The first three are all purely visual. And if you want to play angry feminist like John does, seems kinda problematic to say something is good solely because there are women in it. Feels like it's playing into the male gaze. It'd be one thing if he was saying something about their characters/acting performance, which even with Twitter's limit wouldn't be hard to clarify.
Then the last two show how much John loves victimization. I don't want to sperg too much, especially since I imagine most people are familiar with the early Terminator franchise, but a big problem people have with the third movie is the ending. The second movie was largely about the concept of fighting fate/the future can change if you're willing to fight for said change. Not exactly a new concept or anything, but I also wouldn't say the movie is all sunshine and rainbows, I mean, Arnold still has to sacrifice himself at the end to give humans a chance.
But the third movie ends with them doing everything they can to avert disaster only for it not to matter because it turns out, fate is a thing and you can't actually change the future. Again, not a new concept by any means and while there's nothing inherently wrong with that as an ending in a standalone piece, it's kinda questionable to do when, granted this is with a fair amount of hindsight, this is like, what the halfway point of the Terminator franchise? Again, they clearly didn't know how many Terminator movies there would be after this, but if you want to get across that fate can't be changed in a movie that's largely about traveling to the past to change the future, well, you're kinda setting those movies up for failure.
To get a little more nitpicky, I think both T1 and T2 have plenty of fairly iconic lines. So much so that the Terminator movies today are still referencing them. And it isn't just the dialogue, there's some pretty iconic scenes that, again, still exist in the pop culture sphere. Despite "having better CGI" I can't think of anything iconic about T3's scenes or any memorable lines. I haven't seen the later Terminator movies, but do the new characters they introduce in T3 even show up or get mentioned in the later movies?
Nope, not once to my recollection, and I've seen them all (except Dark Fate because lolno). The biggest issue with the Terminator franchise is that every time they try to reboot the franchise, it doesn't go as well as the studio wants, they chicken out of any sequels, and then they reboot it again with a completely different continuity.
Terminator Salvation was probably the best path forward for the franchise, and the only post-T3 sequel I would consider passable in any way. It was a direct sequel to T3, and showed a part of the Terminator timeline we had only really glimpsed before, the actual war against the machines.
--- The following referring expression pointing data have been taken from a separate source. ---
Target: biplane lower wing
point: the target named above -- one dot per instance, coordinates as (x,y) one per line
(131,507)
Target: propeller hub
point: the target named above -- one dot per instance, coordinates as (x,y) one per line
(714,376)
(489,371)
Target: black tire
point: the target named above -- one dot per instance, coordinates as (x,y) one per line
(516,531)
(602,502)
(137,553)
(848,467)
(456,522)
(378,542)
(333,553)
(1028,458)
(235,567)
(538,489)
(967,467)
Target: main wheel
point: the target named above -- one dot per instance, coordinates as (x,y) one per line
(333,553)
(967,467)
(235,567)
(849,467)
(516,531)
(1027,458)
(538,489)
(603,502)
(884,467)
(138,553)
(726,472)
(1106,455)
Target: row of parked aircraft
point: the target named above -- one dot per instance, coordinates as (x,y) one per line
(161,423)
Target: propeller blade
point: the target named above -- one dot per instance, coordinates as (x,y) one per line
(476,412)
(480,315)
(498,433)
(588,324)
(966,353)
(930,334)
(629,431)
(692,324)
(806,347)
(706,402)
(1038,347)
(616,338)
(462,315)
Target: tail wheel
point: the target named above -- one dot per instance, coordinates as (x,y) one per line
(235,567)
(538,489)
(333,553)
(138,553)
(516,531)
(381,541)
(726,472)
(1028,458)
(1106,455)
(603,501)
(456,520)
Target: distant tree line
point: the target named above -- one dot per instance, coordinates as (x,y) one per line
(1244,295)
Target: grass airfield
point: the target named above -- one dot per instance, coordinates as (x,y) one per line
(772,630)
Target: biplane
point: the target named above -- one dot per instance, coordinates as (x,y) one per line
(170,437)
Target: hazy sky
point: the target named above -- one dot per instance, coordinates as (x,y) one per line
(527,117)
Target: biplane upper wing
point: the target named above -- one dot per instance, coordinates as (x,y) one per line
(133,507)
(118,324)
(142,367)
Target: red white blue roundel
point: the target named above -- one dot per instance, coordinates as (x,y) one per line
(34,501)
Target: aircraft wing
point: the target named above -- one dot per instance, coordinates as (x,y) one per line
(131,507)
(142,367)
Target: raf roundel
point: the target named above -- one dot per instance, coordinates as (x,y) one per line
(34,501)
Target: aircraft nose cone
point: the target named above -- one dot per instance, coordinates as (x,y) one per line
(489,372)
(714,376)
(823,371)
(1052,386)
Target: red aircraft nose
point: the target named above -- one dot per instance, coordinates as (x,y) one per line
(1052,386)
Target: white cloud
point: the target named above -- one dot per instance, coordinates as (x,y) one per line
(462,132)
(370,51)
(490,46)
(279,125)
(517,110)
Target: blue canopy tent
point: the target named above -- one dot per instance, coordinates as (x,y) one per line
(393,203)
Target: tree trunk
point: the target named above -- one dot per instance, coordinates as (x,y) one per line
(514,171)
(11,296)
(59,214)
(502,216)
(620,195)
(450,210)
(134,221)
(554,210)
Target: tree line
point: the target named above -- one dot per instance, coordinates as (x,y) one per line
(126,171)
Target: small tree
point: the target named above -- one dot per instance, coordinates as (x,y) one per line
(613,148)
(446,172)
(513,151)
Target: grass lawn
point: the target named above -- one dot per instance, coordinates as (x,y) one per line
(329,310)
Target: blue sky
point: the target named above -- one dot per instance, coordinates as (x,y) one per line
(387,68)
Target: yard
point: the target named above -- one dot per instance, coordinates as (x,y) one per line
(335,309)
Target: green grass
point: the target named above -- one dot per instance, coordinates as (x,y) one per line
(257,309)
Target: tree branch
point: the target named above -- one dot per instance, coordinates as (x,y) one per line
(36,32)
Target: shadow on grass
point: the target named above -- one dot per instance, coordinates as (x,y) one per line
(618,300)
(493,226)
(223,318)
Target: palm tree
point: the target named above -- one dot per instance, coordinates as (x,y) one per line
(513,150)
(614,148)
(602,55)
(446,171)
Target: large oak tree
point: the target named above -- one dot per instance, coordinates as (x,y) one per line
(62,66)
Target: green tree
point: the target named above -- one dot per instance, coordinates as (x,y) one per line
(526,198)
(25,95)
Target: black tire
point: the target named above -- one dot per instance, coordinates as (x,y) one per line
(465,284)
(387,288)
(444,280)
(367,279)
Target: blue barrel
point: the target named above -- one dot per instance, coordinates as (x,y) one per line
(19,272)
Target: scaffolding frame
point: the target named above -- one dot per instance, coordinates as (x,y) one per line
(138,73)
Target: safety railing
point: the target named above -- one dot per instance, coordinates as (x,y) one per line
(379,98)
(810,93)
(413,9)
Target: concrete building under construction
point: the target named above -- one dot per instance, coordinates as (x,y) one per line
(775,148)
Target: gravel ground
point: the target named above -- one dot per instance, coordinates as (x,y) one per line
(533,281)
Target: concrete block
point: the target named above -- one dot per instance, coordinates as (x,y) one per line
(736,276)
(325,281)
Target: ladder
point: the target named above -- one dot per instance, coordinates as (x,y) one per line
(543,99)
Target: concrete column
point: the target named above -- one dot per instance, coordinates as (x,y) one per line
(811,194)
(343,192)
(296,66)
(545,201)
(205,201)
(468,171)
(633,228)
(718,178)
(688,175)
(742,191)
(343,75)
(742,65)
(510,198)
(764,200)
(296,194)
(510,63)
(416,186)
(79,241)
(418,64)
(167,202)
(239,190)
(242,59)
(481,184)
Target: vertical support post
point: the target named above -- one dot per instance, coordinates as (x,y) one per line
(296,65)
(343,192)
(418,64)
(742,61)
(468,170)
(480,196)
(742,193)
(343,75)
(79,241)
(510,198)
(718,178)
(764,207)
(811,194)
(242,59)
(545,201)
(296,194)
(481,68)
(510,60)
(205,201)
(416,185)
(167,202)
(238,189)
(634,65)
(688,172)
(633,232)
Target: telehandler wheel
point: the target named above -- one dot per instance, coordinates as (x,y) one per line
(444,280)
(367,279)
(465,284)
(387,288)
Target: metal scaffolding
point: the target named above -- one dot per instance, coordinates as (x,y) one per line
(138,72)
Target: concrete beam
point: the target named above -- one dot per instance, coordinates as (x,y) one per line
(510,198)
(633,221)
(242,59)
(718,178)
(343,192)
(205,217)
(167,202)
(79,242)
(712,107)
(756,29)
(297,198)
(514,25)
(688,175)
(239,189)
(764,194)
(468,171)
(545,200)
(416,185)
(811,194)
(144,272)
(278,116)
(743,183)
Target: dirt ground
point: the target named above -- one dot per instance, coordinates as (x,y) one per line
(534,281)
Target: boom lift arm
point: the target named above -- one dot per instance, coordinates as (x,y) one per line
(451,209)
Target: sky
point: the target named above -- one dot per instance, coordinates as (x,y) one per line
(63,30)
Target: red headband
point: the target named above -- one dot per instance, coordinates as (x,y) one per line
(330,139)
It was originally going to be the start of a new trilogy, which I'm guessing would have ended with the final battle and Kyle Reese being sent back to stop the first Terminator, closing the loop on the series. Sadly, it didn't do too great at the box office, then the production company filed for bankruptcy and that was the end of that.
Terminator Genisys comes along a few years later and tries to restart the timeline completely by going all the way back to the first movie and saying "lol this didn't happen anymore because we sent ANOTHER Terminator but a good one to stop ANOTHER Terminator from killing Sarah Connor even earlier and now he's good guys." And then there's more time travel and John Connor is a robot zombie and...fuck it, I'll just let Scientist Man explain.
It was also going to be the start of a trilogy in its new rebooted continuity, but it was also not as much of a success as the studio wanted, so those plans got axed.
Then along comes Terminator: Dark Fate, which
also tried to restart the timeline. This time, it ignored Genisys, kept the first two movies intact, but then
fucking killed John Connor in the first couple minutes. Then it sets up effectively the same storyline as the first movie, just with all the names replaced (it's a different AI, it's different Terminators, etc.). And you can probably guess the rest: planned trilogy, poor performance, plans scrapped.
As you said, T3's plot and ending might have worked in a standalone movie, but it really wasn't satisfying for fans of the first two movies as it undercut the crux of their plots completely. It certainly wasn't good just because it had an "unhappy ending" like John claims. And besides, we all know why John really liked it, he was probably masturbating to the thought of being a sexy killbot in the theater.